The series, along with many of the works that appear in the series, were exhibited at Hauser & Wirth gallery in Chelsea, New York.

== Episodes ==

| No. | Title | Directed by | Original release date |
| 1 | "A Natural History of the Studio" | William Kentridge | October 18, 2024 |
South African artist William Kentridge investigates life in the studio. He imagines his studio as an enlarged head, where multiple dialogues occur between the artist and himself. Kentridge begins interviewing his double. Soon, the whole studio is populated by Kentridge’s many selves.
| 2 | "Self-Portrait as a Coffee-Pot" | William Kentridge | October 18, 2024 |
William Kentridge explores the making of a self-portrait as a way of coming to know oneself. He also welcomes the dancer Dada Masilo into his studio. As Kentridge attempts to draw his own figure with a brush attached to the tip of a long stick, his double watches the imperfect outcome from afar.
| 3 | "Vanishing Points" | William Kentridge | October 18, 2024 |
William Kentridge investigates how memory connects to place. Using two large blank sheets of paper, the artist draws a fictional colonial landscape, like those he remembers hanging in his childhood dining room. Meanwhile, his doppelgänger draws what he remembers actually seeing in Johannesburg.

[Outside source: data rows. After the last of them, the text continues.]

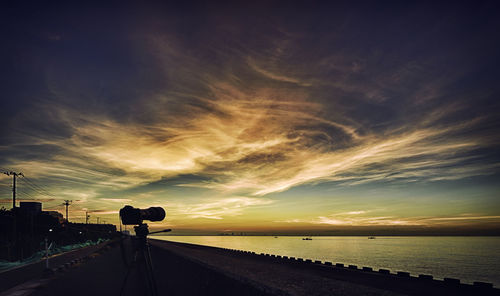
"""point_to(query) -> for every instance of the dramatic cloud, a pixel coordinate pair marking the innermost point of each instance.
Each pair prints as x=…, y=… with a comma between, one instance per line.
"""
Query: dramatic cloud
x=216, y=114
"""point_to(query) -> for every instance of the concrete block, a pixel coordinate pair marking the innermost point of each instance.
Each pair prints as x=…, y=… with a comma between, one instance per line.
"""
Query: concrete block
x=483, y=285
x=451, y=281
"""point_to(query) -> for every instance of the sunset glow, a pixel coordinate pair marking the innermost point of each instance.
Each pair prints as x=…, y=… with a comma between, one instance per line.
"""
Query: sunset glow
x=238, y=121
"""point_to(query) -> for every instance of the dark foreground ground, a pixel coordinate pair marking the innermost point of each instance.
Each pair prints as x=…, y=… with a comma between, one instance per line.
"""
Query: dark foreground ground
x=183, y=269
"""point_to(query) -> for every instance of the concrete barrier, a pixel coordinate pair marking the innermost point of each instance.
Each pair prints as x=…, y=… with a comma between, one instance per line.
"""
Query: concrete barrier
x=451, y=281
x=483, y=285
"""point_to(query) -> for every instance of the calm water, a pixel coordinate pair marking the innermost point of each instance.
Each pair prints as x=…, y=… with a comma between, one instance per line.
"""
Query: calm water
x=466, y=258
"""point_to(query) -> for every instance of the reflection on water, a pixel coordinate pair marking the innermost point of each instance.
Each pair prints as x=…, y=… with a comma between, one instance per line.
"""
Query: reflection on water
x=467, y=258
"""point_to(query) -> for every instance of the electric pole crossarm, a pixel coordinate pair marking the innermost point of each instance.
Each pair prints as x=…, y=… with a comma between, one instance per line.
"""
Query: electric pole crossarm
x=67, y=203
x=14, y=175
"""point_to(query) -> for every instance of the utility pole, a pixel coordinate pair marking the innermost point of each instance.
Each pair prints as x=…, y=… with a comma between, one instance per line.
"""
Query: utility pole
x=14, y=175
x=67, y=203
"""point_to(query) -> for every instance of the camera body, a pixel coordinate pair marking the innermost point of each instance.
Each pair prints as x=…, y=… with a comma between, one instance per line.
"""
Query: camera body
x=135, y=216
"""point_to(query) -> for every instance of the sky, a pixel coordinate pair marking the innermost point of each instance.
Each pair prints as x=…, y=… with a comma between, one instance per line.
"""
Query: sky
x=270, y=117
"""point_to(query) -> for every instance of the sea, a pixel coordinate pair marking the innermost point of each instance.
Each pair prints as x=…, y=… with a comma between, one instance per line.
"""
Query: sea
x=469, y=259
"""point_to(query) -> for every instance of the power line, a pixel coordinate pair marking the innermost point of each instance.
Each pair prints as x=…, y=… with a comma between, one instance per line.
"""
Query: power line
x=67, y=203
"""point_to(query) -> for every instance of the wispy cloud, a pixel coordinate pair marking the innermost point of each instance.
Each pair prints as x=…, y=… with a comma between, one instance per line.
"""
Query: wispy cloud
x=217, y=209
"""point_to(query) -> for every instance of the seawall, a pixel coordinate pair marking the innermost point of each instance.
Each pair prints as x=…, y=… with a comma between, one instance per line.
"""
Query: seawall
x=186, y=269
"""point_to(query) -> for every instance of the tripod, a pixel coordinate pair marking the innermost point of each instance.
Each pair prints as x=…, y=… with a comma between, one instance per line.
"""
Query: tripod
x=142, y=259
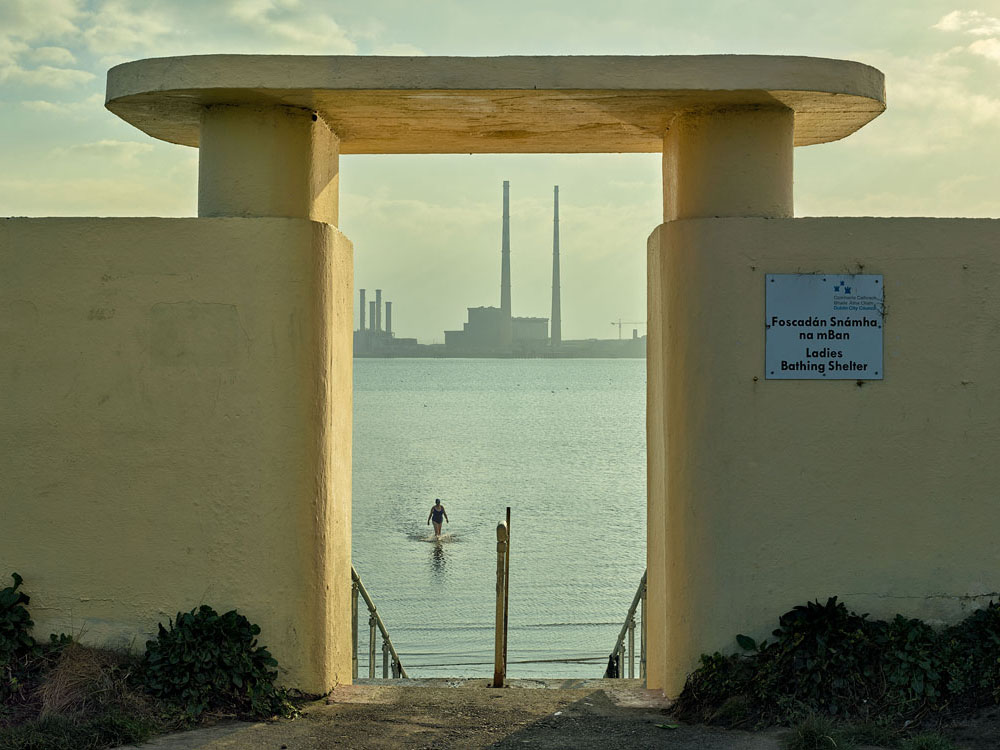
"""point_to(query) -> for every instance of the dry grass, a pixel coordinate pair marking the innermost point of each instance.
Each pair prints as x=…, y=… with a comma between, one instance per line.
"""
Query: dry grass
x=86, y=680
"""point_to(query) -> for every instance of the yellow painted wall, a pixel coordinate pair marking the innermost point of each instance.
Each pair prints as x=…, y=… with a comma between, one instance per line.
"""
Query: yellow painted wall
x=764, y=494
x=175, y=428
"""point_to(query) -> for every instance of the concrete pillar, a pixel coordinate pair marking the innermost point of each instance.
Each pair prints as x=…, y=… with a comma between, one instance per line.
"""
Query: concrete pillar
x=267, y=161
x=733, y=162
x=717, y=163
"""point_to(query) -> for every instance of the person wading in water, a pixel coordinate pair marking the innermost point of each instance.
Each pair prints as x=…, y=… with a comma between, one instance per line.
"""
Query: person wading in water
x=436, y=514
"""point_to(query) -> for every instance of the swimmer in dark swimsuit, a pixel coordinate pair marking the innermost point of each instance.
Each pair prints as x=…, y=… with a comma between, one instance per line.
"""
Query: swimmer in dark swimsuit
x=436, y=514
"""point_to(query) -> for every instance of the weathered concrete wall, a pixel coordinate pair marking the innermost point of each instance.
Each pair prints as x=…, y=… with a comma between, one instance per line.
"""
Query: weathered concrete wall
x=175, y=428
x=764, y=494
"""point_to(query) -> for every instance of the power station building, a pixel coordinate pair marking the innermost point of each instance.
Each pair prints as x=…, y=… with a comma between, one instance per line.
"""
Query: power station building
x=494, y=330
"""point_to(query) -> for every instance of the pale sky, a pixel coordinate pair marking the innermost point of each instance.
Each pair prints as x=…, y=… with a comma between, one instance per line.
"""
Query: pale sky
x=426, y=229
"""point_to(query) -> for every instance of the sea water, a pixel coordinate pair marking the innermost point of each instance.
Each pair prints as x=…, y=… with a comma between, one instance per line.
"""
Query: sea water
x=562, y=442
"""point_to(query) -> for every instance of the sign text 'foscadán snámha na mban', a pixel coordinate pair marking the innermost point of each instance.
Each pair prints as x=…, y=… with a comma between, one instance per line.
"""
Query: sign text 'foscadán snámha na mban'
x=823, y=327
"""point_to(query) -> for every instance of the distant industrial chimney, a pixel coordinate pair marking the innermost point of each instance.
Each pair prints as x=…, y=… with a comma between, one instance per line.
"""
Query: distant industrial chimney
x=556, y=306
x=505, y=254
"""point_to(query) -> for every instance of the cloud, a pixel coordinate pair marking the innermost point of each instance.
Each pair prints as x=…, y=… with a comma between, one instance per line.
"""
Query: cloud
x=973, y=22
x=399, y=50
x=988, y=48
x=123, y=153
x=35, y=19
x=45, y=75
x=52, y=56
x=117, y=28
x=92, y=105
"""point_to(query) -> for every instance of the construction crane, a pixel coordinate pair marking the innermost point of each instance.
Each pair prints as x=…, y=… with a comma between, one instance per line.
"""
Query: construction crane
x=621, y=323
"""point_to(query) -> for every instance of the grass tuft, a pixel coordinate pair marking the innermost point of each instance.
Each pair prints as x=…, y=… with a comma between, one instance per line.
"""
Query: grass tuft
x=818, y=733
x=927, y=741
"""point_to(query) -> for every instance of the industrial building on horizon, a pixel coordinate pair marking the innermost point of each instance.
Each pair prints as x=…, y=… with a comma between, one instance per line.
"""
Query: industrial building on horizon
x=495, y=331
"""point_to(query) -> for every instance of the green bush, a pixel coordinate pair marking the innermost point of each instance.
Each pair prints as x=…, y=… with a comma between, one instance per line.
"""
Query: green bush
x=15, y=622
x=829, y=661
x=971, y=650
x=17, y=647
x=210, y=662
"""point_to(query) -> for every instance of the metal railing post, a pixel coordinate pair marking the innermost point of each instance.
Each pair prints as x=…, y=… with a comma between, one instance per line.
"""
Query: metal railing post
x=374, y=621
x=616, y=662
x=642, y=634
x=354, y=629
x=631, y=648
x=371, y=646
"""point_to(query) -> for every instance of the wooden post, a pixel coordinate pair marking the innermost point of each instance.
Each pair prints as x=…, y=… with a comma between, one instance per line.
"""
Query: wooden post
x=371, y=646
x=506, y=592
x=499, y=635
x=354, y=629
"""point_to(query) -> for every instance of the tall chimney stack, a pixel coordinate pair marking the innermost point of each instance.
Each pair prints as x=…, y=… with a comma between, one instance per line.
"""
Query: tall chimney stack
x=556, y=306
x=505, y=253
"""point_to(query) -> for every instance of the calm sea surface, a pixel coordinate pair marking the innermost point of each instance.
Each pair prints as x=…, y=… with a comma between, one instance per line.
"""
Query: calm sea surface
x=560, y=441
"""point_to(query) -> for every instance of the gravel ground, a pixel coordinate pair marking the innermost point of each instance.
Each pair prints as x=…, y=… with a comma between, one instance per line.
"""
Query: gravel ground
x=433, y=714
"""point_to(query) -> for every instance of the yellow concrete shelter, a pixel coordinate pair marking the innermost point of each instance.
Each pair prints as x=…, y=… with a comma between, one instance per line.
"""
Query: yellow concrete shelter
x=176, y=421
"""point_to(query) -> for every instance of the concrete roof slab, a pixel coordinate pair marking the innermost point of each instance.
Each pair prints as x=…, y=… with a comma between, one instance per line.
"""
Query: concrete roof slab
x=571, y=104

| 4 | "Finding One's Fate" | William Kentridge | October 18, 2024 |
Remembering a story his father told him when he was a child, of Perseus killing his grandfather by accident, William Kentridge reflects on the inescapability of one’s destiny. He explores the story of the Cumaean Sibyl, who revealed people’s fate inscribed on leaves that fell from a tree.
| 5 | "AS IF" | William Kentridge | October 18, 2024 |
William Kentridge begins to paint black curved brushstrokes that align, but only from one point of view, into the shape of a horse. He debates with his doppelgänger, who sits on a tall wooden horse. The artist and a team of collaborators start to work on a large abstract sculpture.
| 6 | "Harvest of Devotion" | William Kentridge | October 18, 2024 |
William Kentridge recreates rehearsals for previous performance pieces. He reads a phonetic poem with performers Hamilton Dlamini, Mncedisi Shabangu, Nhlanhla Mahlangu and Mica Manganye. In contrast, they read John Chilembwe’s 1915 letter to the Nyasaland Times, arguing for equal standing in Malawi.
| 7 | "Metamorphosis" | William Kentridge | October 18, 2024 |
As William Kentridge explores metamorphosis, sounds are visualized through painting, a shadow turns into a sculpture, time morphs into a film strip, and an abstract blotch becomes an image. Meanwhile, the performers Joanna Dudley and Ann Masina act out a myth from Ovid’s Metamorphoses.
| 8 | "Oh To Believe In Another World" | William Kentridge | October 18, 2024 |
Small paper puppets and actors wearing masks endlessly dance in a fictional Soviet museum as William Kentridge documents the making of his 2022 installation Oh to Believe in Another World, made in response to Symphony No. 10 by the Russian composer Dmitri Shostakovich.
| 9 | "In Defence of Optimism" | William Kentridge | October 18, 2024 |
William Kentridge explores the optimism of making things—how, even in dire circumstances, there will be people who play, create, and sing. He enlists a local brass band to lead a jolly procession out of the studio and into Johannesburg. But will Kentridge’s two split parts come to an agreement?